What role do SLC NAND and MCU play?

An MLC NAND shortage is forcing enterprise HDDs onto SLC NAND. Morgan Stanley expects SLC NAND to rise 50–60% in Q3 and possibly further in Q4. But the market is small — useful as supplementary upside, not as a standalone valuation pillar.
For MCU, the bank assumes 28% sales growth in 2026 with flat ASPs, supported by shipment recovery and industrial/auto design wins that underpin the revenue floor.
In plain terms = MCU's real value is not its own profit contribution but its role as a customer gateway. Clients using GigaDevice MCUs are more likely to extend purchases to NOR, SLC NAND, and analog — this determines whether the company evolves from a single-product cyclical supplier into a multi-product platform.
06

Which signals should investors watch next?

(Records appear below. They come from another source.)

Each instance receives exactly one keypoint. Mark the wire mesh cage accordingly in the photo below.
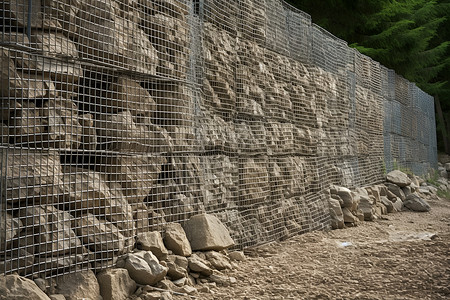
(118, 117)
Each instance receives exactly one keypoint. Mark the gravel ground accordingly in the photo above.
(402, 256)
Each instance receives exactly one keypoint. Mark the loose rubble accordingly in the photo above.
(194, 259)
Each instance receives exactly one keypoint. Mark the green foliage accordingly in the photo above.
(410, 36)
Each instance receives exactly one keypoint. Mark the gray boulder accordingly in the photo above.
(399, 178)
(206, 232)
(16, 287)
(415, 203)
(79, 285)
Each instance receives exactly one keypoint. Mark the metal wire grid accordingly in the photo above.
(114, 131)
(300, 39)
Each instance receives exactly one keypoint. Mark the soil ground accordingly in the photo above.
(402, 256)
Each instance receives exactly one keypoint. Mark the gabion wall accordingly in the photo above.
(118, 116)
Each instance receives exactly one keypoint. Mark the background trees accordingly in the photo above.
(410, 36)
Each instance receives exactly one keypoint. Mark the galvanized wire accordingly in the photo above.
(119, 117)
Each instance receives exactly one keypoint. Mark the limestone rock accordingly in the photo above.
(399, 178)
(415, 203)
(78, 285)
(88, 137)
(398, 204)
(388, 203)
(86, 189)
(9, 228)
(144, 268)
(127, 94)
(177, 266)
(115, 284)
(337, 217)
(199, 265)
(99, 235)
(206, 232)
(176, 240)
(16, 287)
(152, 241)
(57, 297)
(218, 260)
(366, 205)
(43, 175)
(126, 133)
(237, 256)
(396, 190)
(21, 260)
(108, 38)
(52, 230)
(348, 216)
(221, 279)
(137, 174)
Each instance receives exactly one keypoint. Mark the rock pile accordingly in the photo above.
(158, 267)
(400, 191)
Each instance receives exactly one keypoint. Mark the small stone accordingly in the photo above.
(144, 268)
(198, 265)
(337, 218)
(79, 285)
(41, 283)
(16, 287)
(237, 255)
(187, 289)
(222, 280)
(398, 204)
(175, 239)
(116, 284)
(177, 266)
(154, 295)
(415, 203)
(396, 190)
(399, 178)
(387, 203)
(348, 216)
(206, 232)
(152, 241)
(346, 195)
(57, 297)
(218, 260)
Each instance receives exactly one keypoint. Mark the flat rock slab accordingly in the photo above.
(399, 178)
(415, 203)
(16, 287)
(206, 232)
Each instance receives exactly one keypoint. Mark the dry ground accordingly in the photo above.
(404, 256)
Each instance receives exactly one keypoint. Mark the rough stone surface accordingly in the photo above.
(388, 203)
(176, 240)
(199, 265)
(237, 256)
(337, 218)
(398, 204)
(206, 232)
(218, 260)
(115, 284)
(397, 191)
(144, 268)
(152, 241)
(399, 178)
(100, 235)
(415, 203)
(177, 266)
(79, 285)
(16, 287)
(349, 217)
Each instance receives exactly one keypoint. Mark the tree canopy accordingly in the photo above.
(410, 36)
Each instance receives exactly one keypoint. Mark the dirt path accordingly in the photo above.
(405, 256)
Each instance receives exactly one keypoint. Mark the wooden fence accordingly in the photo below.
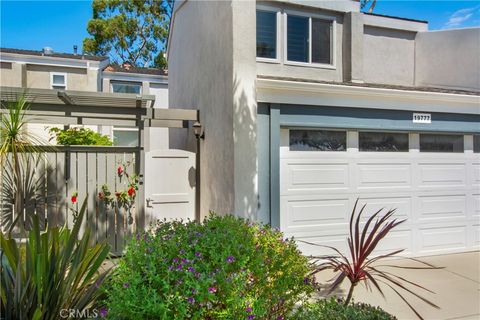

Morgan Stanley flags five verification metrics: DRAM revenue share, CXMT procurement execution, blended gross margin, inventory quality, and MCU/NOR new-product ramp progress.
These five data points will determine whether the ¥888 model reflects sustained earnings upgrades or a linear extrapolation from a price peak.
This means → the target looks attractive, but if CXMT procurement falls short or margins disappoint, the model's foundation weakens. Investors should track these five variables, not just the headline number.

Content is for reference only, not financial advice.